AN EVENING IN SPRING
In my walks in April, I am on the lookout for watercresses. It is a plant that has the pungent April flavor. In many parts of the country the watercress seems to have become completely naturalized, and is essentially a wild plant. I found it one day in a springy place, on the top of a high, wooded mountain, far from human habitation. We gathered it and ate it with our sandwiches. Where the walker cannot find this salad, a good substitute may be had in our native spring cress, which is also in perfection in April. Crossing a wooded hill in the regions of the Catskills on the 15th of the month, I found a purple variety of the plant, on the margin of a spring that issued from beneath a ledge of rocks, just ready to bloom. I gathered the little white tubers, that are clustered like miniature potatoes at the root, and ate them, and they were a surprise and a challenge to the tongue; on the table they would well fill the place of mustard, and horseradish, and other appetizers. When I was a schoolboy, we used to gather, in a piece of woods on our way to school, the roots of a closely allied species to eat with our lunch. But we generally ate it up before lunch-time. Our name for this plant was "Crinkle-root." The botanists call it the toothwort (Dentaria), also pepper-root.

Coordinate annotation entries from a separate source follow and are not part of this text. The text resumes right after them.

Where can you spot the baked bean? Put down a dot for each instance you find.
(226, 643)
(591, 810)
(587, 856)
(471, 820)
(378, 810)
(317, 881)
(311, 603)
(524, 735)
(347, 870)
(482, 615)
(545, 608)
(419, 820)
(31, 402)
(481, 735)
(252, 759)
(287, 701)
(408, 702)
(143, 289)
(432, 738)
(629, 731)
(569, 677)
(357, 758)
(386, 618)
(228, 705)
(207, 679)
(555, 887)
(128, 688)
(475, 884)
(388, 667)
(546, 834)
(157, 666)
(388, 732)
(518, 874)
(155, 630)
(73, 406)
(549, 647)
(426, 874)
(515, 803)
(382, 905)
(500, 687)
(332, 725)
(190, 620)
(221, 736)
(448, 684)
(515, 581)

From what fact or event shall one really date the beginning of spring? The little piping frogs usually furnish a good starting-point. One spring I heard the first note on the 6th of April; the next on the 27th of February; but in reality the latter season was only two weeks earlier than the former. When the bees carry in their first pollen, one would think spring had come; yet this fact does not always correspond with the real stage of the season. Before there is any bloom anywhere, bees will bring pollen to the hive. Where do they get it?